To Write or Not to Write: Things to Know about Cover Letters

So you’re getting out there on the job market. Good for you! You’re ready. You have a great deal of education behind you. You even managed to get authoritative references. You may lack job experience, but that’s something you’ll gain. Now, there’s a particular aspect of job applications that most people are struggling with: the cover letter.

The cover letter will be your secret weapon to landing an interview. If the resume gets the interest of a potential employer, they will proceed with the cover letter. The impression it leaves is crucial for the interviewing decision.

Many postgraduate students are wondering: “What do I write in the cover letter? Is there something I’m NOT supposed to write?”

We’ll help you figure this out. 

  1. Long Paragraphs – To Write or Not?


Hiring managers don’t have much time to go through all job applications they get. They want to skim through your cover letter and understand what it’s all about. Long paragraphs make that difficult.

Think: how do you like your blog posts? If you’re like most other Internet users, you prefer brief, clear paragraphs that keep you engaged. A post with long paragraphs looks like an endless chunk of text and quickly loses your attention. That’s exactly how a hiring manager feels when they see that in a cover letter.

What to write?

Short paragraphs of 5-6 lines, with up to three sentences in each. In this context, you might be wondering how long the cover letter should be. One page at max!

  1. How about Obvious and General Statements?

My skills, education, and experience make me an excellent fit for this job.”

Don’t write that. First of all, it’s an obvious statement. If you’re applying for the job, you clearly believe that you’re a good fit. The statement is also very general, since it doesn’t explain how you’re an excellent fit.

Try something more specific and less obvious. “The Master of Accountancy program in the Daniels College of Business helped me gain all skills and experience for the position as a chief accountant for your firm.”

How is that better? It shows a specific strength – your education. It also shows you’re crafting the cover letter for this job; you’re not sending the same text you’ve used before.

  1. Should You Mention Your Flaws?

You know that your limited experience is a drawback.

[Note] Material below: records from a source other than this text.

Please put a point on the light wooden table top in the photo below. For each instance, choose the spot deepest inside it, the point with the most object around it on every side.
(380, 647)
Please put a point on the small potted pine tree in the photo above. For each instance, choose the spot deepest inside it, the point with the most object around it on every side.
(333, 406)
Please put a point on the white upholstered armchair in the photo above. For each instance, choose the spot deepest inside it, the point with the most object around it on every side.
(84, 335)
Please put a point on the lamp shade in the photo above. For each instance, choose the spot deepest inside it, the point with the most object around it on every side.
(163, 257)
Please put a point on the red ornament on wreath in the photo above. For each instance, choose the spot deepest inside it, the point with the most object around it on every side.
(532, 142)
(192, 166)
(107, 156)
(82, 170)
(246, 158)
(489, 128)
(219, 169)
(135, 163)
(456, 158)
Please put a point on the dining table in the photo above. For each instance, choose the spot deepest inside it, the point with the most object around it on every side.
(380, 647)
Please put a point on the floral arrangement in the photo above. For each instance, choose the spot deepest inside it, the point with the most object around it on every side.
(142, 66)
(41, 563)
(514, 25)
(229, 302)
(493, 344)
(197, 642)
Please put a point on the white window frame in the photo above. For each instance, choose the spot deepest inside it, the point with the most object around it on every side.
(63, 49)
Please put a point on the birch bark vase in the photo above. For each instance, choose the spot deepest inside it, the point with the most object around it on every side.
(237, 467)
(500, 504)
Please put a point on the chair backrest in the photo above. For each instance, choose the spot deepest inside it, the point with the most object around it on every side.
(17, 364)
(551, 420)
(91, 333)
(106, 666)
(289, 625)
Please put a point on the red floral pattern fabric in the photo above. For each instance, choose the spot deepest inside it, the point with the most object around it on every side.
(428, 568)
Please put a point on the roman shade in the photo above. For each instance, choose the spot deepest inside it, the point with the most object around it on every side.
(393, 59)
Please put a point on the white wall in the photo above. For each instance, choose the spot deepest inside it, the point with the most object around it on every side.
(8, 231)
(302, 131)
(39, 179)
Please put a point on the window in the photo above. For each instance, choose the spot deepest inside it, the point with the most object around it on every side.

That’s why you’ll focus on the strengths, just as you’ll do during the interview when they ask you about the lack of experience.

During the interview, you’ll say something like: “Yes, I may lack impressive experience, but I am highly educated and my connections help me gain industry insights.”

Do you include something similar in the cover letter? No!

Focus on your existing strengths, experiences, skills, and talents without mentioning the flaws you’re trying to make up for.

  1. The “Me Me Me” Talk

When you’re writing a cover letter, you’re focused on conveying your talents and personality. That can easily lead you to a serious mistake: making it all about you.

Yes, the cover letter should express your personality and indicate all your skills. However, it should not be all about you and the things you’re looking for. The employer has a different question to mind: what can you do for them? That’s what your cover letter should answer.

Remember: there is a fine line between being confident and leaving an impression as an arrogant person. The all me talk is a bit tricky to avoid. You have to sell yourself, but you mustn’t oversell yourself! Throw in some lines to show how the employer will benefit from hiring you.

If it’s hard for you to find the balance between confident and arrogant, you can go through essay writing services reviews to find a writer who can help you with that.

  1. The Money Talk

Many job applicants have this question: do they mention the salary they expect in the cover letter? The answer is simple: no! You don’t talk money in the job application.

If the salary was mentioned in the job ad, the mere application means you agree with what they offer. If it wasn’t mentioned, ask around to find out how much this company pays. If you think you can get a decent salary, apply. Whatever you do, save the money talk for the interview.

These were answers to the most common to write or not to write questions related to cover letter. Hopefully, they bring you closer to your perfect cover letter, which will definitely improve your job search game.